No sabía en qué preciso momento había pasado, pero la primera certeza que tuvo sobre su vieja mejor amiga, es que ella ahora era bonita. No, no ahora, ella siempre fue bonita (incluso cuando vivía quejándose de lo gigantesca que es su frente) es algo que sabe desde que eran unos niños pequeños y qué nunca podría admitir en voz alta.

Si, Sakura es bonita de alguna manera inusual; el cabello rosa, los ojos verdes y la frente ancha que está seguro parecerían espantosos en cualquier otra persona, en ella se veían bien.

Ella se veía bien.

-Esto es tan tranquilo – hizo notar Sai.

Sasuke sacudió la cabeza intentando pensar en otra cosa, Sai había interrumpido su monólogo interior, algo que el muchacho agradeció de cierta manera, dado que sus ideas se estaban saliendo de control en ese momento, así que decidió que podía prestarle atención al joven pinto al menos por esta vez.

-Paz, calma, el vecindario nunca esta tan tranquilo – continuó hablando - excepto cuando estamos sin Naruto, sin Lee, Kiba, sin las chicas.

Y en ese momento otra vez el ruido de un par de llantas frenando bruscamente contra el pavimento rompió la calma.

Los tres se levantaron de golpe, esperando ver salir a un Naruto corriendo del auto con Neji tras de él; pero lo que vieron fue a una Sakura azotando la puerta del auto de Ino con rudeza, mientras la rubia salía del mismo vehículo con cierta expresión divertida en su rostro.

-¡Vamos Sakura! – La escucharon llamar a su amiga, que parecía querer correr con dirección a su casa – no te lo tomes tan a pecho.

-¡No puedo creer que te pusieras de su lado Yamanaka! ¡Y encima la llevaste a su casa! – gritó Sakura, ignorando monumentalmente la presencia de los chicos frente a ella.

Estaban tras del auto y desde donde ellos estaban solo podían ver sus cabezas y escucharlas, aparentemente Ino encontraba muy divertidas las reacciones de Sakura, pues no hacía nada por disimular su buen humor delante de su amiga.

-¿Qué querías? ¿Qué solo lleve a Juugo y deje a Suigetsu y a Karin botados por ahí?

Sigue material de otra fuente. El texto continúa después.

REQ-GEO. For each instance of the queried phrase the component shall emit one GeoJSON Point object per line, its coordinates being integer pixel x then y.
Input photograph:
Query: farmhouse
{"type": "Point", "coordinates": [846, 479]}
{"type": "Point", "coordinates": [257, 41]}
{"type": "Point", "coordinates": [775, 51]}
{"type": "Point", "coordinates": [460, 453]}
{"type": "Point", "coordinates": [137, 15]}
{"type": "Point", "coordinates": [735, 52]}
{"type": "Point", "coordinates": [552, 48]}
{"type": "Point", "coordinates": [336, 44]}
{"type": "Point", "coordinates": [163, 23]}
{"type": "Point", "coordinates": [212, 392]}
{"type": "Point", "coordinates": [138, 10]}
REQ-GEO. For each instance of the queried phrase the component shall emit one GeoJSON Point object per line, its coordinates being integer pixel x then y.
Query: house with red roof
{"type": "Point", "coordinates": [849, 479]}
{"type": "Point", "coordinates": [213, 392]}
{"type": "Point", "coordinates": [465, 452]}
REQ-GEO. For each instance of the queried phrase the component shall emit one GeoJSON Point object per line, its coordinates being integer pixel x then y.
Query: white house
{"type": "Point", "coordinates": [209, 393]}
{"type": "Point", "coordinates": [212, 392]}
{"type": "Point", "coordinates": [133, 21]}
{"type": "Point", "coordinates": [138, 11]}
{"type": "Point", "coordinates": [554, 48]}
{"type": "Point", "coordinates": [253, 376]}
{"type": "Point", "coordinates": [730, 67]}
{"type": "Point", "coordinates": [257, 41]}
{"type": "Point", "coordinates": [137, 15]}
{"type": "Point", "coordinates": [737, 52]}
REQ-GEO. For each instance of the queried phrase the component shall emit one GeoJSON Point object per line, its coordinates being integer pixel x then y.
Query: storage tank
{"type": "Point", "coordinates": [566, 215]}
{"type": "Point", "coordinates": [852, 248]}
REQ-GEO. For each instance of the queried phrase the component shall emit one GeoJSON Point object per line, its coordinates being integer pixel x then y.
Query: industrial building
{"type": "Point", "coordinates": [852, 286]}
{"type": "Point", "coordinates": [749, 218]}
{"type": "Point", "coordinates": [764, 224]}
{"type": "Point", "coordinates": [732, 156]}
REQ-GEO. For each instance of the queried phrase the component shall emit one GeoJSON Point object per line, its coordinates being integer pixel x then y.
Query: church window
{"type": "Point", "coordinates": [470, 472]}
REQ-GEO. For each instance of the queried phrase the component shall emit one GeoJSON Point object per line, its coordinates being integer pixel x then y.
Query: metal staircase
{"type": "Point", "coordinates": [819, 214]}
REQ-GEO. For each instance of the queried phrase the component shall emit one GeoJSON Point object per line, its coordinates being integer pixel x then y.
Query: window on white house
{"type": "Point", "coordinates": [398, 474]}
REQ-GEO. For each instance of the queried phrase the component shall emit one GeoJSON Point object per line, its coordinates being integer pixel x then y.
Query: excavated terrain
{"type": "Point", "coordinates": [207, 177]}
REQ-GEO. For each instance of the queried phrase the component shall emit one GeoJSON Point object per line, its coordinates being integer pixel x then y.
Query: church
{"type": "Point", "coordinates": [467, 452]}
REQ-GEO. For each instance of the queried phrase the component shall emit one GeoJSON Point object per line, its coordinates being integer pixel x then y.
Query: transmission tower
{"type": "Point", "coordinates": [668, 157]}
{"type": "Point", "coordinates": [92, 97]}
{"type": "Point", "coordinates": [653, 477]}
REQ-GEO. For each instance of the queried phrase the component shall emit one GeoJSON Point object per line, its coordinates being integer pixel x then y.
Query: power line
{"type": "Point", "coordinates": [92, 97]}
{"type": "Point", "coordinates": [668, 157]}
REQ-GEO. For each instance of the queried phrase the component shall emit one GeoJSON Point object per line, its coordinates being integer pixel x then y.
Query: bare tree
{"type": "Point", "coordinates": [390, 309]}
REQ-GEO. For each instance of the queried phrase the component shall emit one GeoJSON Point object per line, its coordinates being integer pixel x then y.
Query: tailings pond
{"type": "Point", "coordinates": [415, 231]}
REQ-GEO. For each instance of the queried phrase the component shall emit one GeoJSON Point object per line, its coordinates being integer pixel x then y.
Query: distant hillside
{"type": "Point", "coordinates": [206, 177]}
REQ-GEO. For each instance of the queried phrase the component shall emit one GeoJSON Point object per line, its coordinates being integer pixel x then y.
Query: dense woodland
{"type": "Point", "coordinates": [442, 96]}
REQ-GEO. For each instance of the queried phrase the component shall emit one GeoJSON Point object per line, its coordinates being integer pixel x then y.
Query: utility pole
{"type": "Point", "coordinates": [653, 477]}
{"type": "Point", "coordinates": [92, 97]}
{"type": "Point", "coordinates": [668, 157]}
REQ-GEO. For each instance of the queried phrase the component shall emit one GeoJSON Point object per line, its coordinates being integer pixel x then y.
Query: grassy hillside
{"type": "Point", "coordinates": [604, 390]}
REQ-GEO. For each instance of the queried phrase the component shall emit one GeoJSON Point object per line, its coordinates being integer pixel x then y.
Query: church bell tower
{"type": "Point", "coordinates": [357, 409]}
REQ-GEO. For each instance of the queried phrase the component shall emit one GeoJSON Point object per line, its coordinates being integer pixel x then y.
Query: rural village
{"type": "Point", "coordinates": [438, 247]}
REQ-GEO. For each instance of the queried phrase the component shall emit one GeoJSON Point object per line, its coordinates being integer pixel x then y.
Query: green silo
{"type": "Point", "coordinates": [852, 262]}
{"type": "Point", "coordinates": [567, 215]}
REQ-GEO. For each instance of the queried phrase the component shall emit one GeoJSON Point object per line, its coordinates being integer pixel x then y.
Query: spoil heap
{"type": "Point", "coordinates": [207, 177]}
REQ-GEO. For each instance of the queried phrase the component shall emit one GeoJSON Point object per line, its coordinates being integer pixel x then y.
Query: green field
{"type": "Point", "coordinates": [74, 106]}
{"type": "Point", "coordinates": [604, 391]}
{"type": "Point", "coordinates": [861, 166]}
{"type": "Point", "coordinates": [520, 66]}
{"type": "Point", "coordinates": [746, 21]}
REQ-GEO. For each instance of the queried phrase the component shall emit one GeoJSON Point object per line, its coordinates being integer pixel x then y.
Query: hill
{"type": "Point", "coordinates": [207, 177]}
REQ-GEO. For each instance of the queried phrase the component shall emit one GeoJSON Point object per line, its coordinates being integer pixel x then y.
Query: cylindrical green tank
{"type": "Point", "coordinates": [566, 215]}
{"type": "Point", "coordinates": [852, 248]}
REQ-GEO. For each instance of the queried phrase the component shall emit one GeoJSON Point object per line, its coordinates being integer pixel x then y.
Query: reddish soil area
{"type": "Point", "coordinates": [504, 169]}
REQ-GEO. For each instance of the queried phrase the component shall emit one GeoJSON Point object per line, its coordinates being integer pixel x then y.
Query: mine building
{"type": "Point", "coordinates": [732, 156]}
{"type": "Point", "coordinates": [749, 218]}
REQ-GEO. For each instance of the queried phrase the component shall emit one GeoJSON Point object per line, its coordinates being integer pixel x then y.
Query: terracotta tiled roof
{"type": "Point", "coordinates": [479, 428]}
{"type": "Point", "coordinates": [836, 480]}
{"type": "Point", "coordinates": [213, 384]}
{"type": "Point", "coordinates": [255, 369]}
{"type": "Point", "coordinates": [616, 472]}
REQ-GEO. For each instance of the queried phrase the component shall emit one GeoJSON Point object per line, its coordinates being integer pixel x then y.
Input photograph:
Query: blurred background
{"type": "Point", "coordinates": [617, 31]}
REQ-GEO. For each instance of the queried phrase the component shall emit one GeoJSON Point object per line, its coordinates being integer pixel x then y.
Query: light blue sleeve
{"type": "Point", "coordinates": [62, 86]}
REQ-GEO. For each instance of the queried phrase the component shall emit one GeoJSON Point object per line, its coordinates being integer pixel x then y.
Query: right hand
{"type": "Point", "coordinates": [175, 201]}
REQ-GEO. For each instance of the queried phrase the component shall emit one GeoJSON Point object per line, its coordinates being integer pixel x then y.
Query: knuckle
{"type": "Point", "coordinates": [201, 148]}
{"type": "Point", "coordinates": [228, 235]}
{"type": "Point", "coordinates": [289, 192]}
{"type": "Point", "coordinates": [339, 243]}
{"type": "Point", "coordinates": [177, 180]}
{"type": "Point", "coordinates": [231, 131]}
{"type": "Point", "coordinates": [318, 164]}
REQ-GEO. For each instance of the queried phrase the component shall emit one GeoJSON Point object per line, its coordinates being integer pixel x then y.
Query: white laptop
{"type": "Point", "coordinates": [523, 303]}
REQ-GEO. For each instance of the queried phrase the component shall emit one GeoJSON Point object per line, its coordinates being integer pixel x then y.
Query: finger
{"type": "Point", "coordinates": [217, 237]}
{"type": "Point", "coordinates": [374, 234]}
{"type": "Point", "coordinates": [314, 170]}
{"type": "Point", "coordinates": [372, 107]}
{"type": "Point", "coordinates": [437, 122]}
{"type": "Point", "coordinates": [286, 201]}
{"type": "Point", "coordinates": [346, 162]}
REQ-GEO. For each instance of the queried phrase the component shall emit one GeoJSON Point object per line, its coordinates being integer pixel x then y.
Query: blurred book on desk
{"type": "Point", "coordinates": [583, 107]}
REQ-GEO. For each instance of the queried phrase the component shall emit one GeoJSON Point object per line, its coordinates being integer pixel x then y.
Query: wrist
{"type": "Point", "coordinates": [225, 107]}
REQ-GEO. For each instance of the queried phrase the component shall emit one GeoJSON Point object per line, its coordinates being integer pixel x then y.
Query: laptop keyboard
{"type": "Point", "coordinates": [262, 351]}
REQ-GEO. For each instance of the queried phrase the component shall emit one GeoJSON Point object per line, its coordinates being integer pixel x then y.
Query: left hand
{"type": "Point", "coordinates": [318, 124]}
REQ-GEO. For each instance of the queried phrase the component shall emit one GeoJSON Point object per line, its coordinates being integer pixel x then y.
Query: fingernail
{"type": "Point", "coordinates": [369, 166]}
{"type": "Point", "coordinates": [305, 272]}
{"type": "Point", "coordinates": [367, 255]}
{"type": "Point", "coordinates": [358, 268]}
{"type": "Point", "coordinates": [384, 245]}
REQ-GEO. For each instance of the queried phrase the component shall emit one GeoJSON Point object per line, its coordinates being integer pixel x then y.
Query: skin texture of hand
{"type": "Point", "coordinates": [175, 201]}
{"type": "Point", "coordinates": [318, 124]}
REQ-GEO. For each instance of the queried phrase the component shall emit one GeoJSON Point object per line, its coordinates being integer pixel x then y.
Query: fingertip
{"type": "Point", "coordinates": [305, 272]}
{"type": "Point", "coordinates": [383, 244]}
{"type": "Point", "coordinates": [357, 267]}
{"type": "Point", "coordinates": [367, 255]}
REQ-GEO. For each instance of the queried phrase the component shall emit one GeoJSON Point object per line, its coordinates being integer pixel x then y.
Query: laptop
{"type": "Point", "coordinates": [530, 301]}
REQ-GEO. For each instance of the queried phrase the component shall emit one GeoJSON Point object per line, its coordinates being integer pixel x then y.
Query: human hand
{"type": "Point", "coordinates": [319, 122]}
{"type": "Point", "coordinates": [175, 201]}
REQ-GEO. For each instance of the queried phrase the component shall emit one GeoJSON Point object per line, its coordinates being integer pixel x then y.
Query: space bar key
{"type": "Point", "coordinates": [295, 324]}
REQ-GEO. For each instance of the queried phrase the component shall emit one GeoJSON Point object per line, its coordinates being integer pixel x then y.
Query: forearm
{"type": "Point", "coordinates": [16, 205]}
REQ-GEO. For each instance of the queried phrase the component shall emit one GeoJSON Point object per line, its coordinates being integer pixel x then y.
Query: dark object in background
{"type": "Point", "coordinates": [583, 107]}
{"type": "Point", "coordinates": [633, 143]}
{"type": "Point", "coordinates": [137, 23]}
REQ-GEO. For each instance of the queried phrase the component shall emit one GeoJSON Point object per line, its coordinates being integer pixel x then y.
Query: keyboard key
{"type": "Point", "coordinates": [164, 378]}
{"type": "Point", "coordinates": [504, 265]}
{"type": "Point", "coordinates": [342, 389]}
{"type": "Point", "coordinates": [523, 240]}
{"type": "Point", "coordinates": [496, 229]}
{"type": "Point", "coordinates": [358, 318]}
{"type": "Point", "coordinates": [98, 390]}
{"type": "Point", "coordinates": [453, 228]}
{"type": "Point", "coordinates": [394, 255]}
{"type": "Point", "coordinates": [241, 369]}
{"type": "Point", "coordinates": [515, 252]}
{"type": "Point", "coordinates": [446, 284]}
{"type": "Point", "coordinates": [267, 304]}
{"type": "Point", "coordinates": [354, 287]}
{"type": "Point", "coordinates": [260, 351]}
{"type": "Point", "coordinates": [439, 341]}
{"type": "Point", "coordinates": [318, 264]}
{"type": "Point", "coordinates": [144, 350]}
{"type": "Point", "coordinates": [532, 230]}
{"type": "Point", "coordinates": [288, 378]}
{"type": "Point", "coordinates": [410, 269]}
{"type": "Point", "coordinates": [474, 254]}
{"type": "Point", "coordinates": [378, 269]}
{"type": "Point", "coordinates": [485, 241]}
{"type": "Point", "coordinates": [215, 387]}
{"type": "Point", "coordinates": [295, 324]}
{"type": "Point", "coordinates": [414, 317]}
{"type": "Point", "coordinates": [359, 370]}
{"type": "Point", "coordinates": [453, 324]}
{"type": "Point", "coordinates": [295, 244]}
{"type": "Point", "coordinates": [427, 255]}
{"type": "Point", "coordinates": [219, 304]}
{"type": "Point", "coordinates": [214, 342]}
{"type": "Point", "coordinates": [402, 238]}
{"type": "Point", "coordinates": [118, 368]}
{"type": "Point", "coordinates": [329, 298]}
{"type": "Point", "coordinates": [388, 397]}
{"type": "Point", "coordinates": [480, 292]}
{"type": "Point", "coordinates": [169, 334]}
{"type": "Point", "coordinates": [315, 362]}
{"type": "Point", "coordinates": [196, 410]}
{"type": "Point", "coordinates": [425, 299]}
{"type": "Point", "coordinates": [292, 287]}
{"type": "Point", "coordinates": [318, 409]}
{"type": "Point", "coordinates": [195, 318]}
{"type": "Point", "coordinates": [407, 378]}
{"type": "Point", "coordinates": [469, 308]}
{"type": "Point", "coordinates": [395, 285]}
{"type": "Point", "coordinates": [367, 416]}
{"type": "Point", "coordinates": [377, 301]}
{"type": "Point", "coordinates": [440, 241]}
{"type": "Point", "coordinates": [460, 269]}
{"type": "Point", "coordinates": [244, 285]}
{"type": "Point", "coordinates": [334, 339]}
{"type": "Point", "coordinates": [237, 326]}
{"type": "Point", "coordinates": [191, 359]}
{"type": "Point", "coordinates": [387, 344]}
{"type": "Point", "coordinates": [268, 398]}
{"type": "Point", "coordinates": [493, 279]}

Luego me estarías renegando por no ser atenta – siguió riéndose Ino.

Las chicas bajaron el volumen de su pelea a partir de ese mismo momento, mientras los tres chicos frente a ellas solo las miraban extrañados, como intentando adivinar qué había pasado.

-Te dije que era imposible no notarlas cerca de un auto – le picó un poco Sasuke a Shikamaru – son un par de escandalosas.

-Parece que la reunión del consejo no salió muy bien – observó Shikamaru, ignorando a Sasuke - ¿Sai no quieres ir a ver lo que pasa?

Pero no era necesario que Shikamaru hable, antes de que se diesen cuenta Sai ya no estaba a su lado, sino que se había dirigido con dirección a su novia y a Sakura.

No, novia no, se corrigió Sasuke en ese momento, él sabía gracias a algo que le dijo Tenten que ellos dos no salían oficialmente.

Aún.

Pero ese parecía ser un tema bastante delicado para Ino (eso ya no se lo había dicho Tenten, sino que Sakura había tenido que explicárselo luego de que por accidente él los llamase "parejita" durante un almuerzo en el colegio, cuando aún no lo son y eso molesto visiblemente a la rubia e incómodo a Sai).

No es que a Sasuke le importe molestar a alguien, solo que piensa que si hay algo que no está dispuesta a soportar es precisamente a la Yamanaka de mal humor.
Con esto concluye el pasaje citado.